その夜アイツはオレを呼び出した。 オリーブ油の採取場の裏で待っていると、アイツは連いて来た弟子三人を入り口で待たせて、ひとりでオレのところにやってきた。 きっと酒宴の後なのだろう、弟子達はすぐに腰掛けると酔いにまかせて門を背にウトウトしだしたんだが・・・しかしやってきたアイツの顔色は蒼白だった。  「お前はアリマタヤ出身のヨセフっていう議員を知ってるよな・・・」
オレは耳を疑った。 いやアイツは本気だった。 「こんな事を頼めるのはお前しかいないんだ」 だがしかしナゼ? 「それはお前が一番良くわかっているだろう。 今ならまだ間に合う。 しかし、もしこのままオレがメシアとしてみんなに祭り上げられれば、その結果はどうなる?」 オレは了解した。 そうとも、そうなればまたローマ兵がエルサレムに雪崩込み、多くの子供たちが殺され、娘たちは手当たり次第に陵辱されるだろう・・・
翌日アイツは行動にでた。 神殿に入ると、いつもは温和なアイツのクチから、急に呪いの言葉が溢れ出す。 まずは両替商のテントに押しかけて、その商人を殴り倒し、棚をひっくり返す。 生贄の鳩を売る商人の店に押し入ると、籠をひっくりかえして、中の鳩を放した。 なおも神殿に詣でようとする人々に対して罵り始める 「お前らは、ナニに祈っているんだ? こんな神殿なぞ、すぐに崩壊してしまうんだぜ」
さすがに色めきたった人々の群れ。 この騒ぎはなんだと駆け寄せるローマの守備兵。 神殿の広場は騒然となり、誰かがアイツを押し倒し・・・倒れた場所にあったイチジクの木の実がつぶれてアイツの尻を汚した。 アイツはそのイチジクの実を叩き落とすと、二度と実など生らすなと愚痴て・・・
そしてその夜、新婦のベタニアの実家での夕食時。 アイツは弟子たち全員を集めると、こう言い出した。 「さあ呑んでくれ、このワインがオレと呑む最後の機会になるかもしれん」 弟子達は色めきたった。 最後ってのはどういう意味だ。 おれたちの先生はいったいどうしちまったんだろう?、
しかしアイツはオレに目配せすると 「いいか今夜お前たちの中のひとりがオレをローマに売り渡す。」 そしてオレに言った 「さあユダ、やるべき事をやってこいよ」

オレはピラトにアイツをローマへの反逆罪で告発した。 アイツは昨夜オレ達が会ったオリーブ油の搾取所でローマの守備兵に逮捕された。 誓って言うが、オレはその場にはいない。 オレはアイツを密告したんじゃない、告発したんだ。 大体誰がアイツの顔を知らないワケがあるだろう。 先日も神殿で暴れたばかりだ。 そうともアイツはこの時の為に皆に自分の顔をはっきりさせようとしていたのかもしれない。 とにかく・・・
裁判はあっけなく進んだ。 アイツはナニも抗弁しない。 民衆はいつも権威のある方に見方する。 昨日までのメシアは今日は民衆の敵だ。 たった一日の裁判で死刑が決まり、刑場への道で、みんながアイツを嘲り、つばを吐きかけ、後ろから石を投げつける。 ゴルゴダの丘にアイツはT字型の木杭に釘で晒されて・・・そしてたった半日で死んだ。

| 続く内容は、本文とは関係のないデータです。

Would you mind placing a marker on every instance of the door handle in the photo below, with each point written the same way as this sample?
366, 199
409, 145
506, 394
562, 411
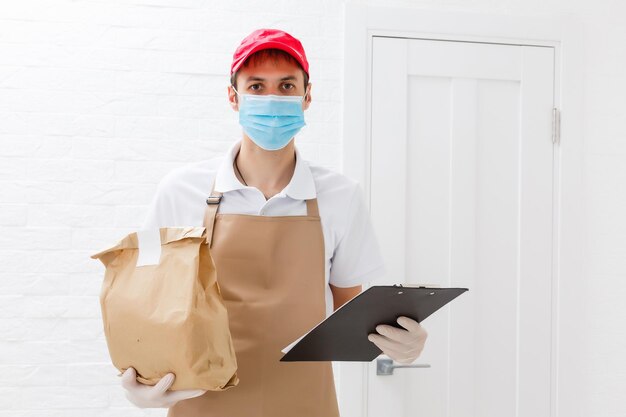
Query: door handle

死亡報告はすぐにピラトに知らされ、異例ではあったが即日木杭から下ろされて墓場に葬られる。 通常はそれでも一週間以上は吊るされたままなんだが、丁度過ぎ越し祭の始まりと重なっていた。 死体を引き取りにきたのはアリマタヤ出身のヨセフっていう議員だ。 そいつは自分の地所の墓にアイツを葬った。

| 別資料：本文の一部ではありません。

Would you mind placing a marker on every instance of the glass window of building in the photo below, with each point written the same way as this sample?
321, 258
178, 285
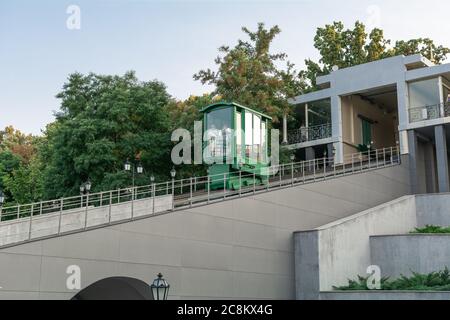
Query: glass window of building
219, 124
248, 133
424, 93
239, 135
257, 137
263, 142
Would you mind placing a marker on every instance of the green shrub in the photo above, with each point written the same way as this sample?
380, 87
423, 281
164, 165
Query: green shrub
435, 281
431, 229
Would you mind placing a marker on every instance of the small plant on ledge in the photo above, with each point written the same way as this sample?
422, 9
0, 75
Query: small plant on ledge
435, 281
432, 230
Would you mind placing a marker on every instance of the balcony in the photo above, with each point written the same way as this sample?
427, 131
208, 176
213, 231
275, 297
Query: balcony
307, 134
436, 111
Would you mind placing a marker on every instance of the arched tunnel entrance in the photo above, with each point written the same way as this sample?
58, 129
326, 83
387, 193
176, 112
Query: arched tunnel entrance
116, 288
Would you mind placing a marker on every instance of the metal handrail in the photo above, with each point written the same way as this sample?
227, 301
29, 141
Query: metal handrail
435, 111
182, 193
312, 133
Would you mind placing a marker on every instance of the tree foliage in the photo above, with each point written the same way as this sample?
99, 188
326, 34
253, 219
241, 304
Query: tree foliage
249, 74
344, 48
104, 121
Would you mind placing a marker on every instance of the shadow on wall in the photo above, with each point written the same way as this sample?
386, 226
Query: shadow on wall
116, 288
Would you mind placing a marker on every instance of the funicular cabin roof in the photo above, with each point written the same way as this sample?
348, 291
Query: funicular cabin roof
233, 104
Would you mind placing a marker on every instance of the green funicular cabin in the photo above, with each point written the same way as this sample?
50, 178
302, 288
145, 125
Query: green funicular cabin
236, 146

ところが過ぎ越し祭が過ぎてしばらくすると、不可解なウワサが流れ出した。 アイツが復活したというのだ。 妻が墓場に行くと、墓をふさいでいた石が取り払われていたらしい。 しかもその後にアイツに会ったというヤツが何人か出てきた。 これは怪しいとウワサが広まりそうになったんだが、しかしそれもすぐに止んだ。
どうも妻は墓を間違えたらしい。 それにアイツには双子の兄弟がいるそうじゃないか。 どうもそいつが最近エルサレムに来ていたらしい。 

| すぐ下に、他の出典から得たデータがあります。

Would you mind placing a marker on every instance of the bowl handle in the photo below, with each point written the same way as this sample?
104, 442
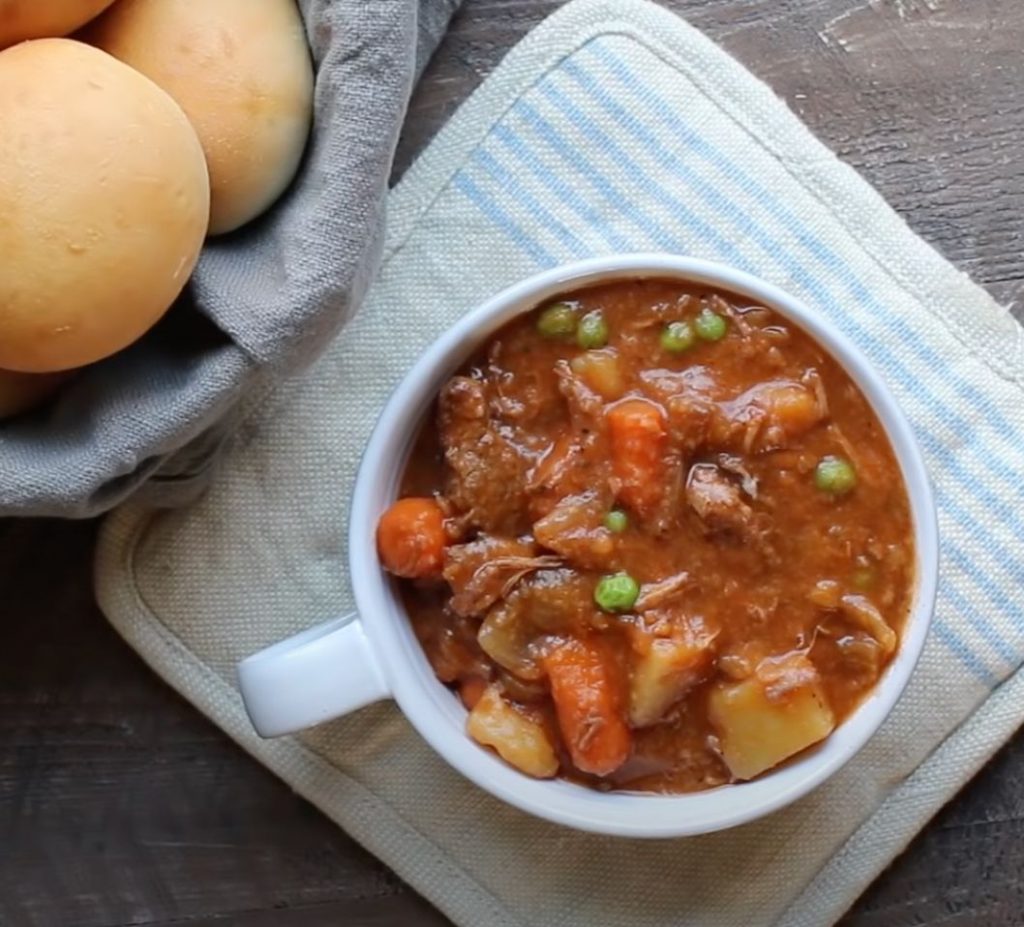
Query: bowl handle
322, 673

それからオレがどうしたか・・・そう、もうユダヤには居たくなかった。 友人たちはオレが賄賂をもらったんだろうと勘ぐるし、オンナ達は裏切り者と罵る。 それで夫婦の旅連れと一緒に遥々地中海を渡って、今でいうフランスって場所に移住することにした。
旅連れのダンナの方は、フランスに着く前に船の上で腕の傷が炎症を起こして、あっという間に死んじまった。 遺体は地中海の魚たちの餌になった。 女房はフランスに着くなり女の子を産んだんだが・・・長旅が堪えたんだろう。 子供が乳離れする前に死んじまった。